All of this just IS– in a place where civilization and nature harmonize.

A friend of mine said that one of the strongest reasons she had for living in Vermont was the “tree to people ratio.” And it’s true, there’s always one (or a hundred trees) around when I need them… whether it be for shade or climbing, building or embracing. The woods here take me from season to season– from the lushness of summer to the naked clarity of winter.

copyright: Joanne Esau


I have a deep appreciation for the water in Vermont as well… the sound of it mostly, and the stillness it brings. I have the gift of a brook in my back yard, just off my bedroom door, and I fall asleep to its soft lullaby at night and wake in the morning to the sun rising over it… in pinks and purples and golds.

Then there are the people who live here in this place called Vermont. They are as unique and as diverse as the seasons themselves. Most lacking the knack (or need) at pretending to be friendly, but all expressing the ability to relate to one another in ways that matter most. It is their example and courage that help me uncover my own path in this world as we each embrace life here.

As a place and a people, Vermont holds a transformative energy. I feel it as a melting , a slowing down. I’ve begun to notice that there is this whole other world out there where life is moving much too fast; suddenly I’m no longer part of it.

Forest Glen by Marjorie Tudor

May Sarton writes that Everything that slows us down and forces patience, everything that sets us back into the slow circles of nature… is an instrument of grace.’

Life in Vermont is such an instrument. The rhythm of existence here offers more of a choice in how time passes, and that is no truer than in the winter months.

copyright: Marjorie Tudor

Time stands still in a snowfall. Lives are suspended. The world reborn. There’s at least half a year for that kind of renewal here, and this is food for the soul (even if it makes me a bit crazy .)

Then there are those other fickle seasons that don’t stay around as long. I don’t think I ever gave much thought to mud until I moved to Vermont. Now I revere is as the first sign of spring (no matter what it does to my floors.)

Aidans Shoes, credit: Kelly Salasin

And when those buds start to appear on the trees, it’s like Christmas all over again. I decide that I won’t relocate or get divorced and that maybe I will have another child. The months of shoveling and the layers of outerwear suddenly make sense when what has been white and brown for so very, very long is appearing again in color.

Colors are enchanting in Vermont. They lure loads of visitors to our state each fall. I don’t know of anybody, of any age, tourist or Vermonter, who can walk by a tree on fire and not stop to marvel at creation.

photo: Marjorie Tudor

There are days when I unconsciously drive home from work, pull up to my house, walk to the door, and then freeze– as the hillside engages me in worship. All the mundane falls away and my troubles disconnect. The brilliance of nature beckons, and none can resist her call.

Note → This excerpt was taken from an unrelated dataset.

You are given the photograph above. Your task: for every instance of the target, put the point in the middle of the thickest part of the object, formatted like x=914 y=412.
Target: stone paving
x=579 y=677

Perhaps this explains why Vermont is home to so many artists and artisans, poets and musicians, healers and teachers; who in their practice give back so much of the beauty they find here.

To these children, Vermont offers her deep Winters to tend their work; her vibrant Springs to recharge; her lush Summers to evoke; and her rich Autumns to nourish.

In the short time that I’ve lived in Vermont, I’ve come to know her as a LIVING, breathing being.

photo: Will DeBock

Vermont is Life– so much more than buildings and careers and thoughts.  She is beautiful and powerful. She is cold and she is icy. She calls me forth to look upon her, and to see myself in her reflection. She shows me struggle, hope, beauty and death.

She causes me to draw within and renew my ties to that which I am made.